Não pude deixar de reparar o quanto Eduardo e Suzana estavam segurando para não rir de mim. E quase o faziam quando eu deixava cair minha comida, ou quando esparramava shoyo pela mesa.

— Essa sua amiga é uma figura – comenta Eduardo rindo enquanto comíamos já os pratos principais. — Veio do interior?

—Sim, de São Paulo .

— Interior , sendo interior – debocha Suzana que até o momento só sabia rir , mexer no cabelo e esfregar no Jean.

Depois desse comentário parei de comer. Não que a comida não fosse gostosa, estava tudo saboroso, até me arrependi de não ter comido antes. Mas naquele momento não havia arrependimento algum que me fizesse continuar sendo o motivo de risada da mesa. Eu já sabia que aquele não era o meu lugar, mas não precisava de críticos para me lembrar disso a todo o momento. Esperei alguma reação de Jean, não igual a da boate , mas que os fizessem ter um pouco de respeito, mas tudo o que ele fez foi soltar um leve sorriso, me irritando mais ainda. Ainda ficamos um bom tempo no restaurante até Jean olhar em seu relógio e ver quão tarde era. Enquanto Suzana fazia beicinho por não ter aproveitado mais e se esfregado em Jean, eu dava pulos de alegria.

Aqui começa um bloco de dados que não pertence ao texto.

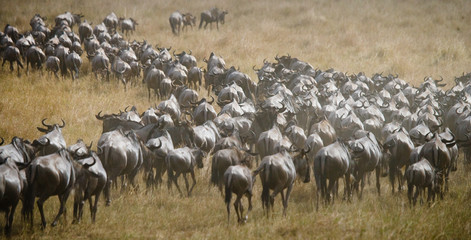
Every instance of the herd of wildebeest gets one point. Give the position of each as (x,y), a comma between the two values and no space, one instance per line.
(293,119)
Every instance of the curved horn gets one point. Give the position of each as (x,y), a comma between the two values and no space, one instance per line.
(87,165)
(360,149)
(43,122)
(211,102)
(308,149)
(99,117)
(63,123)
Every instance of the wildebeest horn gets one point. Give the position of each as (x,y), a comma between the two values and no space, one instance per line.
(98,116)
(360,149)
(63,123)
(87,165)
(282,109)
(43,122)
(211,102)
(308,150)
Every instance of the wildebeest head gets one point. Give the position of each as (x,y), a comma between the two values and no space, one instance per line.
(50,128)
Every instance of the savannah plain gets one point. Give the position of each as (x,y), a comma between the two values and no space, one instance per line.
(413,39)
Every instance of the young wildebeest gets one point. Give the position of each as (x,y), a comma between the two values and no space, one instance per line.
(87,185)
(277,172)
(183,160)
(238,180)
(11,189)
(53,65)
(331,163)
(421,175)
(50,175)
(12,54)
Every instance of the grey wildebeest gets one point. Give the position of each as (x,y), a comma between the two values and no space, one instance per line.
(120,154)
(73,63)
(50,175)
(53,65)
(367,155)
(212,15)
(182,161)
(400,147)
(12,185)
(238,180)
(176,22)
(277,172)
(34,57)
(421,175)
(225,158)
(89,185)
(331,163)
(12,54)
(127,25)
(53,140)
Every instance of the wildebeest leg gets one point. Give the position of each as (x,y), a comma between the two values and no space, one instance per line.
(107,190)
(249,197)
(40,204)
(410,190)
(330,188)
(187,185)
(236,206)
(194,181)
(285,201)
(62,210)
(378,173)
(77,200)
(10,218)
(175,180)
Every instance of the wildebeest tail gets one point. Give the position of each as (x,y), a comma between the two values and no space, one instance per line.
(29,194)
(228,191)
(214,172)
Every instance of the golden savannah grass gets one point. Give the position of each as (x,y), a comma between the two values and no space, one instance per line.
(413,39)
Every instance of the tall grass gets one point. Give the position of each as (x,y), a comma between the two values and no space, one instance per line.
(411,38)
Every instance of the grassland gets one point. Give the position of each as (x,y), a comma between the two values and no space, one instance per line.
(411,38)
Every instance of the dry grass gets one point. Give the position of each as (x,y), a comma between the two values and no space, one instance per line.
(411,38)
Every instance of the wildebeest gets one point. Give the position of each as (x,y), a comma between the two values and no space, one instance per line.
(225,158)
(176,22)
(277,172)
(34,57)
(53,65)
(188,20)
(238,180)
(53,137)
(69,17)
(421,175)
(331,163)
(89,185)
(127,25)
(212,15)
(12,54)
(111,22)
(120,154)
(12,186)
(182,161)
(73,63)
(50,175)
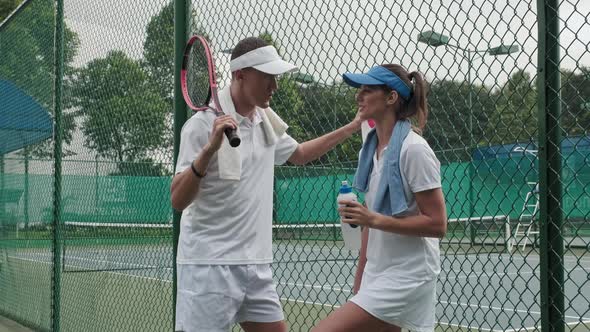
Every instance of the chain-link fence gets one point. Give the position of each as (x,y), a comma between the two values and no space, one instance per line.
(86,154)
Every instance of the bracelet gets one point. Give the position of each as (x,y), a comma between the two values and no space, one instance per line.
(195,172)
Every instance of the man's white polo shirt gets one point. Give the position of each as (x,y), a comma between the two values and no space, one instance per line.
(230,222)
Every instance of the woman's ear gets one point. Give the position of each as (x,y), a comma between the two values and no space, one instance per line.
(392,98)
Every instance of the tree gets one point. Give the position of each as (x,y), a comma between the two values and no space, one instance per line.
(575,96)
(28,60)
(327,108)
(7,7)
(515,116)
(124,115)
(453,129)
(158,49)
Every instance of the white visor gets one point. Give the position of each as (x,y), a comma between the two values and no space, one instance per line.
(266,59)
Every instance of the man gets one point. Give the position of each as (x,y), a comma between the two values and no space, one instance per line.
(226,195)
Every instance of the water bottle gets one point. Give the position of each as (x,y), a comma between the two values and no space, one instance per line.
(350,233)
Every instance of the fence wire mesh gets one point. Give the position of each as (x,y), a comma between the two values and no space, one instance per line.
(113,235)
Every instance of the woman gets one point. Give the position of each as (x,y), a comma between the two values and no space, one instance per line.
(395,284)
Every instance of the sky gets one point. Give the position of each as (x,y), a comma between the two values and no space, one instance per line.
(326,39)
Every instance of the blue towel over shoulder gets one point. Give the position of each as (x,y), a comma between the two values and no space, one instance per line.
(390,198)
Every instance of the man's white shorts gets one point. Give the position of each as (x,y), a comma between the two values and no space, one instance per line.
(409,304)
(211,298)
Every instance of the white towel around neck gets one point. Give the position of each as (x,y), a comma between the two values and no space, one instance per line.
(228,158)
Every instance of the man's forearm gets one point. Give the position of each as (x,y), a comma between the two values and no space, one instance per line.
(185,185)
(313,149)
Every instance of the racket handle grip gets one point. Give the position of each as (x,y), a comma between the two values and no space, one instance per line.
(232,136)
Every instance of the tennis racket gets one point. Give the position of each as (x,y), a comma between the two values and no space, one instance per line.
(199,82)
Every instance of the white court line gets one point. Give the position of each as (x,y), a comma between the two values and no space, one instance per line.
(330,287)
(479,306)
(479,328)
(109,272)
(538,328)
(106,261)
(584,320)
(479,274)
(335,306)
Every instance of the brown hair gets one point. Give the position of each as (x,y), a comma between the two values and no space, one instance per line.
(416,106)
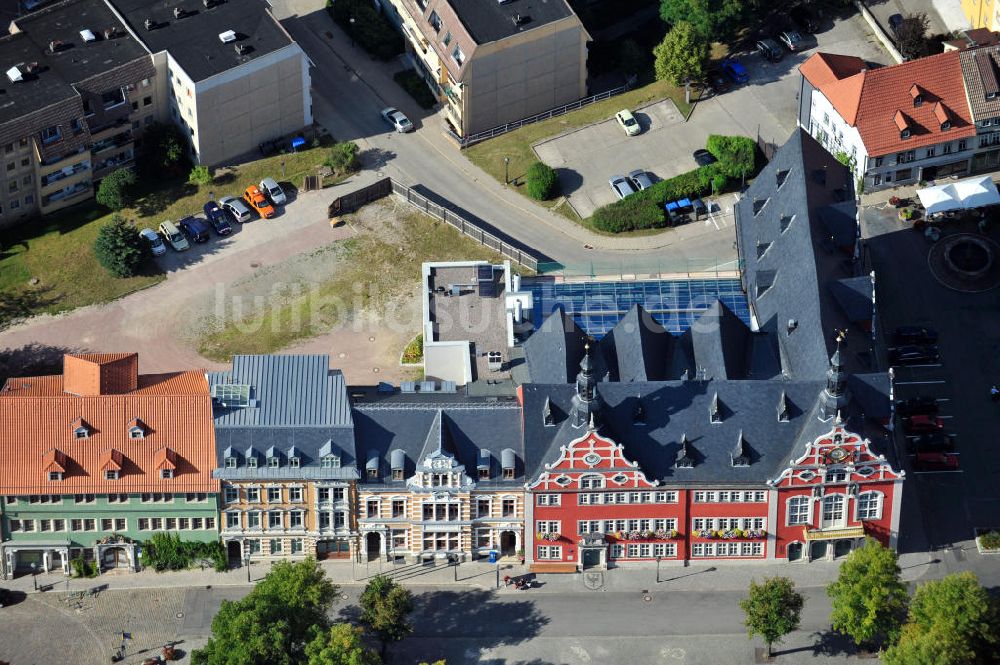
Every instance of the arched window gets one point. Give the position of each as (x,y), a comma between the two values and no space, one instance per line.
(798,510)
(870,506)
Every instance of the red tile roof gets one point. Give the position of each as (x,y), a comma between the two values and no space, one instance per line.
(36,434)
(875,100)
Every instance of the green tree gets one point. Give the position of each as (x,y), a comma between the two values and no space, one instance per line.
(713,20)
(385,607)
(541,181)
(681,55)
(342,644)
(869,598)
(114,192)
(952,621)
(772,609)
(119,248)
(274,622)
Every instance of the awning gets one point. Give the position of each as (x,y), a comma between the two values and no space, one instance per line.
(961,195)
(833,534)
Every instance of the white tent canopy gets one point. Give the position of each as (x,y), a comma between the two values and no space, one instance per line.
(961,195)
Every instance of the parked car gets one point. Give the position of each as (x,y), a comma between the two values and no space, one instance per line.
(257,201)
(703,157)
(154,241)
(936,462)
(173,236)
(915,335)
(913,355)
(922,423)
(621,186)
(273,191)
(735,71)
(628,122)
(917,406)
(792,40)
(640,180)
(196,229)
(236,208)
(806,18)
(932,442)
(769,49)
(396,118)
(218,218)
(717,81)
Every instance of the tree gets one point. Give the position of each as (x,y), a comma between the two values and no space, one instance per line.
(772,609)
(952,621)
(342,644)
(114,190)
(911,36)
(385,606)
(681,55)
(119,248)
(713,20)
(869,598)
(541,181)
(273,624)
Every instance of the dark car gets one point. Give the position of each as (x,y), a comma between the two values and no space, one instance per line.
(915,335)
(805,18)
(913,355)
(932,442)
(718,81)
(770,50)
(703,157)
(917,406)
(195,229)
(218,218)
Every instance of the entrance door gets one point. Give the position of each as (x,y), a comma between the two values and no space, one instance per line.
(507,543)
(373,542)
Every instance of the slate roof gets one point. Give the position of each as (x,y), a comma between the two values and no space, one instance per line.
(193,40)
(462,428)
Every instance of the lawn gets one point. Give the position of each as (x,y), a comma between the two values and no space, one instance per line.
(57,251)
(376,269)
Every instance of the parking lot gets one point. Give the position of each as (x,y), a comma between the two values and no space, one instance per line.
(585,159)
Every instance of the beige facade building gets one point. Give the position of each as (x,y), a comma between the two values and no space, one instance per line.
(492,62)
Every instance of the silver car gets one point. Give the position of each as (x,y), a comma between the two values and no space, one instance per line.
(236,208)
(621,186)
(640,179)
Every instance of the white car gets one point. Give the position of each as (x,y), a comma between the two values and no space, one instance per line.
(396,118)
(156,245)
(273,191)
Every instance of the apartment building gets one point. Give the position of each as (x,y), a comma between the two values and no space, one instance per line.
(899,124)
(490,63)
(78,89)
(98,459)
(285,457)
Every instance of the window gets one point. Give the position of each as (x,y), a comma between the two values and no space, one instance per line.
(869,506)
(798,510)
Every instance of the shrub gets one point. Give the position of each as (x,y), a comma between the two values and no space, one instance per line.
(201,175)
(119,248)
(114,190)
(541,181)
(343,158)
(370,29)
(735,154)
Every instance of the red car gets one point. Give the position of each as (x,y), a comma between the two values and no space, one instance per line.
(936,462)
(922,423)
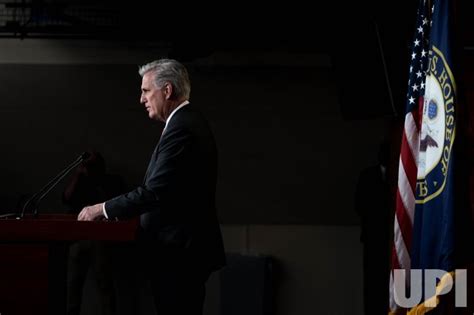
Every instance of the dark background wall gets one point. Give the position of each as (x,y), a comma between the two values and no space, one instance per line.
(286,155)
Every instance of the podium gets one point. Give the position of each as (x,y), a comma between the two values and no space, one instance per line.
(33,259)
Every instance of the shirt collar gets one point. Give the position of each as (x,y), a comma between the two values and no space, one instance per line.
(175,110)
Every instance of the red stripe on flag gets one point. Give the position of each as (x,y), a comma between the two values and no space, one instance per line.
(404,222)
(409,163)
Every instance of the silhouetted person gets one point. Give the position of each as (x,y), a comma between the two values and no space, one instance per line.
(373,204)
(90,184)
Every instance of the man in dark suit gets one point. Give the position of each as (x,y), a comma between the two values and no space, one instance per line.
(180,238)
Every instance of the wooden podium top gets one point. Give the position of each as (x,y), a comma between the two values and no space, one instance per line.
(65,227)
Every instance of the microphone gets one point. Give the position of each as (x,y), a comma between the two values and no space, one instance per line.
(34,200)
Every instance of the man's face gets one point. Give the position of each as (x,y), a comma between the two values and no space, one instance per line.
(153,97)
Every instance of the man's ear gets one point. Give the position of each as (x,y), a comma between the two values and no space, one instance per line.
(168,90)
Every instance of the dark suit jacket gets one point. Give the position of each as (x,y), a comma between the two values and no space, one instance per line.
(176,203)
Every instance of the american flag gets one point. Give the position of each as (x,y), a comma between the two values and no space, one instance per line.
(408,164)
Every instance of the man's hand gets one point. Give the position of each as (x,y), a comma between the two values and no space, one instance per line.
(91,213)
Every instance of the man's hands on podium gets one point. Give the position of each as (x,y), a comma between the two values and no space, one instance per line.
(91,213)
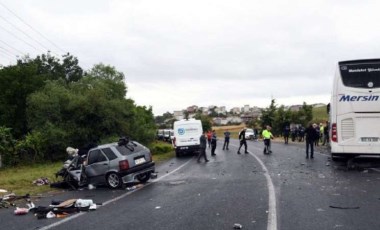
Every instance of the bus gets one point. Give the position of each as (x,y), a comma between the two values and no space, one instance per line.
(354,109)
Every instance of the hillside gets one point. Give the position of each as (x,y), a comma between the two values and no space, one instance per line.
(320,114)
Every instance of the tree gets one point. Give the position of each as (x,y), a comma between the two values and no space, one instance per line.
(205,120)
(92,109)
(19,81)
(268,114)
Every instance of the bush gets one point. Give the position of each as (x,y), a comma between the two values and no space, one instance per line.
(161,148)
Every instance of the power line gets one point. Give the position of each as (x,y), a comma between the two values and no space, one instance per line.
(32,28)
(7,51)
(14,35)
(24,33)
(12,47)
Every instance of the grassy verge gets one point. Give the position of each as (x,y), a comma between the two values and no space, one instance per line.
(162,151)
(20,179)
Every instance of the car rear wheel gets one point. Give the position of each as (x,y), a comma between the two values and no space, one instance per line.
(113,180)
(143,177)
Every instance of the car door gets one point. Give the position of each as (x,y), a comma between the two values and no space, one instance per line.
(97,165)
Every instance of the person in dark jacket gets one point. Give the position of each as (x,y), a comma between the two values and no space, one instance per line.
(202,147)
(226,139)
(213,143)
(243,141)
(286,134)
(311,136)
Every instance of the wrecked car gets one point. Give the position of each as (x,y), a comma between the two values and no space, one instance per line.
(113,164)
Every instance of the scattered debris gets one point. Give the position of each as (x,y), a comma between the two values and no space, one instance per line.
(177,182)
(131,188)
(321,176)
(62,209)
(21,211)
(343,207)
(238,226)
(91,187)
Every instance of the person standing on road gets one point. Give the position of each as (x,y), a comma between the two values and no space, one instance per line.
(226,139)
(213,143)
(243,141)
(267,136)
(209,135)
(311,137)
(286,134)
(326,134)
(202,147)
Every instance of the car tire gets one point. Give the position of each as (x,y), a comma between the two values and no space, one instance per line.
(113,180)
(143,177)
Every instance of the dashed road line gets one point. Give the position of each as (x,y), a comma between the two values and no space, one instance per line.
(114,199)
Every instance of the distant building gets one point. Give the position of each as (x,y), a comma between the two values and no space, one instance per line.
(178,115)
(192,109)
(295,108)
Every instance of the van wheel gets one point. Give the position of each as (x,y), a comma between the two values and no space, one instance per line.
(143,177)
(113,180)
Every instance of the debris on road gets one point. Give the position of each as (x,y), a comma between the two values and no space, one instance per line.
(153,176)
(338,207)
(41,181)
(238,226)
(61,209)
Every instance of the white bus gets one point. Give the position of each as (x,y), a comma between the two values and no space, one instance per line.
(355,109)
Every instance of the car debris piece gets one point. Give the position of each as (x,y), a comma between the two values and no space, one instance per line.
(21,211)
(238,226)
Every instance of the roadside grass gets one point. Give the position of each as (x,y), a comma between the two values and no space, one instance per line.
(162,151)
(233,129)
(19,180)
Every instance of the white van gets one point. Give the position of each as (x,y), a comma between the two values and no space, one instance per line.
(186,136)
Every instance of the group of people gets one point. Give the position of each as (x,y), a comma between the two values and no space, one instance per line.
(313,134)
(211,138)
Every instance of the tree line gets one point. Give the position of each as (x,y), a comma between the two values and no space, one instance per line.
(48,104)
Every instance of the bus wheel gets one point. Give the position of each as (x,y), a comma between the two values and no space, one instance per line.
(334,157)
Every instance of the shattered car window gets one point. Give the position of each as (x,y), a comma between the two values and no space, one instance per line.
(110,155)
(126,150)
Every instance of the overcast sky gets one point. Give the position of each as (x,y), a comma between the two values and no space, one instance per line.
(176,53)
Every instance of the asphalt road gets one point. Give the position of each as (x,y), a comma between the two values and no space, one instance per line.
(282,190)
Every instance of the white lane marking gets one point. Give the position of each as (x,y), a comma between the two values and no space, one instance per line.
(114,199)
(272,215)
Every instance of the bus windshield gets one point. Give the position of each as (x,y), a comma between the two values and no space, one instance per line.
(361,75)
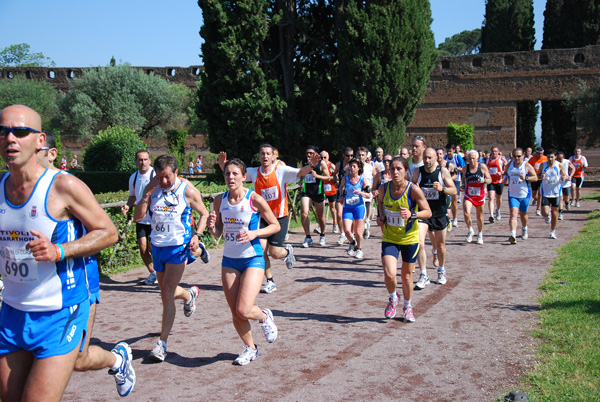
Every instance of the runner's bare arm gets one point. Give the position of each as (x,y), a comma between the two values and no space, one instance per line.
(142,206)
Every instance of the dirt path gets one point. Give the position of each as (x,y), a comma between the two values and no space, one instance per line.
(470,339)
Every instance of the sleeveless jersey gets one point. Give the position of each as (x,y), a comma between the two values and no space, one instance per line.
(496,168)
(171,216)
(579,165)
(566,183)
(273,186)
(438,202)
(475,184)
(397,230)
(352,200)
(312,185)
(329,187)
(238,218)
(551,185)
(32,285)
(518,188)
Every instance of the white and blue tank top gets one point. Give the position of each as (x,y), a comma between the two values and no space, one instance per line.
(236,218)
(32,285)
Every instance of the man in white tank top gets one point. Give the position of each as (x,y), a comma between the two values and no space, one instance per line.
(48,277)
(170,201)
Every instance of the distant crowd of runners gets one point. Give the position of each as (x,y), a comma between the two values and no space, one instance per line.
(51,227)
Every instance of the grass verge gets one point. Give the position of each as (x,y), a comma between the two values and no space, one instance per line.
(569,351)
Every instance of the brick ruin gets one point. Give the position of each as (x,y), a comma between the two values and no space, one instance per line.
(480,89)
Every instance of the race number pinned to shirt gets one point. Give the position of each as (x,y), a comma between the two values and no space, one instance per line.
(393,218)
(270,194)
(431,193)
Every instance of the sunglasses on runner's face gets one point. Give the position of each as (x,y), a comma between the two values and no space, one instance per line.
(18,132)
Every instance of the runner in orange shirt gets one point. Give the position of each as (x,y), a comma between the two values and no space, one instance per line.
(537,161)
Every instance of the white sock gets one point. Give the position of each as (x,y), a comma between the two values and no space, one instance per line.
(118,362)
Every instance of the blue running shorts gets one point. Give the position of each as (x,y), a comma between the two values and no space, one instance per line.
(45,333)
(169,255)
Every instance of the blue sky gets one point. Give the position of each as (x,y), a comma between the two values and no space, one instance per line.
(83,33)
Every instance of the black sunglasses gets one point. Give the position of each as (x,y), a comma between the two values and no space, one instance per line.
(19,132)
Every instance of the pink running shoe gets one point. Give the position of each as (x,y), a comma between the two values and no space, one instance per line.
(390,310)
(407,314)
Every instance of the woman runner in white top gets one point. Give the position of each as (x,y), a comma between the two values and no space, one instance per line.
(243,263)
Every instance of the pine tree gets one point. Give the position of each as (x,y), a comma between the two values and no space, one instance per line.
(388,51)
(567,24)
(508,27)
(240,103)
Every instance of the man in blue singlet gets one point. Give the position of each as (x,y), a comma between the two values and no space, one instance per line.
(45,312)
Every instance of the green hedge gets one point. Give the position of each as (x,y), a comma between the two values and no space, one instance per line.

Em poucos minutos, Jean finalizava o pagamento de sua parte da mesa com Eduardo, enquanto Suzana fingia que eu não existia para ela. Pelo menos era o que eu achava até ela se virar para mim e dizer:

—Sabe, eu já fui assim como você, caipirona.

—Ah , é mesmo? – pergunto, sem entusiasmo olhando para Jean.

—Já sim e sei também que você é nova nesse meio e vai se ferrar muito ainda – continua Suzana arrumando os cabelos — Mas posso te dar um conselho?

— Não que eu me importe, mas vai lá – resmungo, séria.

— Tome cuidado – pede Suzana chamando minha atenção.

— Por quê ? – pergunto surpresa.

— Eu vi bem o jeito como você olha para ele. Eu fui assim também, me apaixonava por todos eles.

—Mas eu não...

— Relaxa,eu notei que vocês ainda não transaram, já que você faz a linha moça perfeita. Porém, uma hora isso vai acontecer. Então o meu aviso é para você não se envolver com esse tipo de homem... Ele é do tipo que não nem ao menos existe em seu vocabulário. E você não existe no mundo dele. Logo , você tem um relacionamento complicado demais para que as pessoas aceitem. Então eu peço: saia antes que se envolva. O único tipo de relação que ele terá com você é de poder.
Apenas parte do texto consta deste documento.